Apple's acquisition of AuthenTec seems to raise the possibility of a highly disruptive development on the horizon relating to fingerprint-based authentication. Apple—which has yet to implement the NFC standard that is likely essential for widespread adoption of tap to pay—seems unlikely to play a restricted role as a "dumb terminal" for transactions that other companies mediate. Apple does hold a number of patents that relate to particular uses of NFC technology, fueling speculation that a future iPhone model will support tap to pay; however, a number of recent transaction-related Apple patents do not depend on NFC. Recent months have tarnished Apple's image and leadership as its market capitalization and smartphone market share have contracted. But many forward-thinking users and merchants may take a wait-and-see attitude toward adoption of mobile payments until Apple makes its intentions clear.

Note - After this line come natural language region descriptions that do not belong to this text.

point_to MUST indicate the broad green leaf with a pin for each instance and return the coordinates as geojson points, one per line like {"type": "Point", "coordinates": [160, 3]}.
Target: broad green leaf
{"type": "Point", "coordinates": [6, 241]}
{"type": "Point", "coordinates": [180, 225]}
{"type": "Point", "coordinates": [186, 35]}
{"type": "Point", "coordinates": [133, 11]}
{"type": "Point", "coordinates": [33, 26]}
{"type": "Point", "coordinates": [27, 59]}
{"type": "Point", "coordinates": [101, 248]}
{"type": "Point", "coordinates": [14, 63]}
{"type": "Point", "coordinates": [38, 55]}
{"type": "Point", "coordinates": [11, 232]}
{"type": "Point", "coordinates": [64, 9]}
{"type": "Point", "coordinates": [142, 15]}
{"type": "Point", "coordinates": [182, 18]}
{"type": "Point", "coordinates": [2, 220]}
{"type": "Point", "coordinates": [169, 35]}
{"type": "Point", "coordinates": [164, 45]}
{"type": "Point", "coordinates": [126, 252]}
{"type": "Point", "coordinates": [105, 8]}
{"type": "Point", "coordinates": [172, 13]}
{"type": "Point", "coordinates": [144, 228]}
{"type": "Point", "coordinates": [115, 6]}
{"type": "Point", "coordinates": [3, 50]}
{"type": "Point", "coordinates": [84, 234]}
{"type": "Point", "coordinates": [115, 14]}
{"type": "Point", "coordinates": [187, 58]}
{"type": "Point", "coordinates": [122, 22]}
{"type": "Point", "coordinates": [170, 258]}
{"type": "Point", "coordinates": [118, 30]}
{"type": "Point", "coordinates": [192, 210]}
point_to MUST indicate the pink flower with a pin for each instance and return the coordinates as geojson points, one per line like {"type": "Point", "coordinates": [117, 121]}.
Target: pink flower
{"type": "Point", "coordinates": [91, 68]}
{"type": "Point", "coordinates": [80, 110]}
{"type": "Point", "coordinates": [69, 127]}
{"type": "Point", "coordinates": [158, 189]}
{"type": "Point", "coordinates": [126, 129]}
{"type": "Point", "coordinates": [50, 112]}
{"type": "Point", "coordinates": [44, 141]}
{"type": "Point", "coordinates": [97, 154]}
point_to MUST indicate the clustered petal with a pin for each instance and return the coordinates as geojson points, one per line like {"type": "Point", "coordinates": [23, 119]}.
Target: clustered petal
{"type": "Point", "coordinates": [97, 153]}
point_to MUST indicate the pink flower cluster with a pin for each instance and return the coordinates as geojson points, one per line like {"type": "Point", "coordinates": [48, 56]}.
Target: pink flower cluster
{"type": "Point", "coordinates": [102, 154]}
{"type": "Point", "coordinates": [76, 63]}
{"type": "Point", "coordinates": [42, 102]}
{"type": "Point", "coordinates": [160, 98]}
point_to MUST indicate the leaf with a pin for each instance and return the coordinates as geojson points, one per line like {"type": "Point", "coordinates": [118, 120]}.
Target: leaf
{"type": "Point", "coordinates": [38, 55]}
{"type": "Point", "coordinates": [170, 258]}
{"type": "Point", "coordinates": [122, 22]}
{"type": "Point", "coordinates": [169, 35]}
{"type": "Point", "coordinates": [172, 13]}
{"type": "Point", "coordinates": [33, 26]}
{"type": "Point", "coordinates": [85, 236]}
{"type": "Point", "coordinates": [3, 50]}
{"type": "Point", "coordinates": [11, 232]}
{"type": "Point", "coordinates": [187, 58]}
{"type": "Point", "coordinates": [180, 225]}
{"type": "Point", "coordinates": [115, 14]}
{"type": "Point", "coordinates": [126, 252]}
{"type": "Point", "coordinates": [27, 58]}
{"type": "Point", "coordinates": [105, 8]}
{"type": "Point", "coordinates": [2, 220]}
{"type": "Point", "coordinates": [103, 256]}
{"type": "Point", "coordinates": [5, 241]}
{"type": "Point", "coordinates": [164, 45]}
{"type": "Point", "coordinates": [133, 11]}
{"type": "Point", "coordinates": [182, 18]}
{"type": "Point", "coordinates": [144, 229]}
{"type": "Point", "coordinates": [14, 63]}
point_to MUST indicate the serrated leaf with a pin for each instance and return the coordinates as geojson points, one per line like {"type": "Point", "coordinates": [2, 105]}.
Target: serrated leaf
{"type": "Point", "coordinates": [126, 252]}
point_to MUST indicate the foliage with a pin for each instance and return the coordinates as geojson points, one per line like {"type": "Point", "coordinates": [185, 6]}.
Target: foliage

Thus, how much influence Apple will have in the future and whether external mobile-payment developments will influence the company remain uncertain. One outcome may be for an Apple-AuthenTec solution to enhance whatever solutions the world adopts. A fingerprint sensor could serve as an additional factor in multifactor authentication and thereby present additional challenges to would-be criminals. Reduced risk of fraud via the combination of fingerprints plus smartphone credentials may even enable fees for Apple-mediated transactions to be lower than those for non-Apple-mediated transactions. Alternatively, if the future iPhone road map remains incompatible with tap-to-pay use cases, Apple-friendly users and merchants may tend to gravitate toward non-NFC solutions such as hands-free transactions or walk-through checkout. (A security guard may still require the user to show a virtual receipt displayed on a smartphone.) But if very many users, merchants, and other stakeholders begin to accept a solution that is not iPhone compatible, Apple may need to become a fast follower or forgo leadership in mobile payments.